AWS: NAT Gateway in public subnet. Why?

A NAT Gateway (as well as a NAT Instance, for what it's worth) must be in a public subnet because only devices on public subnets can actually use a public IP address.

That's what makes a public subnet a public subnet.

The pedantic definition of a public subnet is a subnet whose associated VPC route table has at least one route pointing to the Internet Gateway... but in practice, it's usually a subnet with its default route (in the VPC route table) pointing to the Internet Gateway.

By contrast, a private subnet is a subnet without such a route.

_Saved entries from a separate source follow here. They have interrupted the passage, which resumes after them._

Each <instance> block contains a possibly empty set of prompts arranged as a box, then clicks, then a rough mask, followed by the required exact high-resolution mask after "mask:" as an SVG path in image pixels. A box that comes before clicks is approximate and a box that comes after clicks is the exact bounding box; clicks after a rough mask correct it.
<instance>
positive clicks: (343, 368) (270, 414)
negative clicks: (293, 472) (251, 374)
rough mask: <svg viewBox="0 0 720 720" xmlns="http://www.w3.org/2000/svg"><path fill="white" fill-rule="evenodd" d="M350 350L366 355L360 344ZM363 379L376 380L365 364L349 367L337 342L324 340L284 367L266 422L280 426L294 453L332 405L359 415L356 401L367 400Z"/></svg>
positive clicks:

Usually, the default route for a private subnet points to a NAT device, though it could point to a hardware VPN or Direct Connect connection.

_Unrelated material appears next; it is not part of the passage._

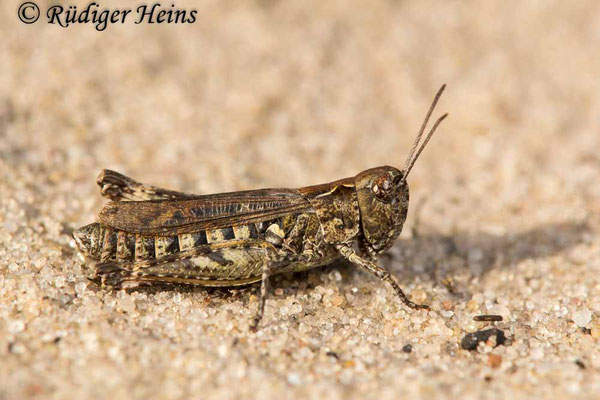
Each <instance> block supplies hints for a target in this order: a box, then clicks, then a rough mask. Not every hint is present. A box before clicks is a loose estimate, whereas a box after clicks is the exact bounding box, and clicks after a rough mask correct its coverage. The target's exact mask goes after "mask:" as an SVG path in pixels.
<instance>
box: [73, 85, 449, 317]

If a NAT device isn't on a public subnet, it (by definition) has no routes by which the traffic it has translated can reach the Internet, because its outgoing traffic follows the route table for the subnet on which it is located... so the subnet the NAT Gateway is placed on -- again, by definition -- must be a public subnet.

There is no security implication of placing a NAT Gateway on a public subnet, since incoming connection attempts are never accepted under any circumstances. This is something you can't misconfigure.

If you're thinking in LAN terms, the natural assumption is that a NAT device needs to be "on" at least 2 subnets, the external (public addresses) subnet and the internal (private addresses) subnet -- but the VPC network is not the LAN it appears to be. It's a software-defined layer 3 network that emulates Ethernet very cleanly, but it isn't Ethernet.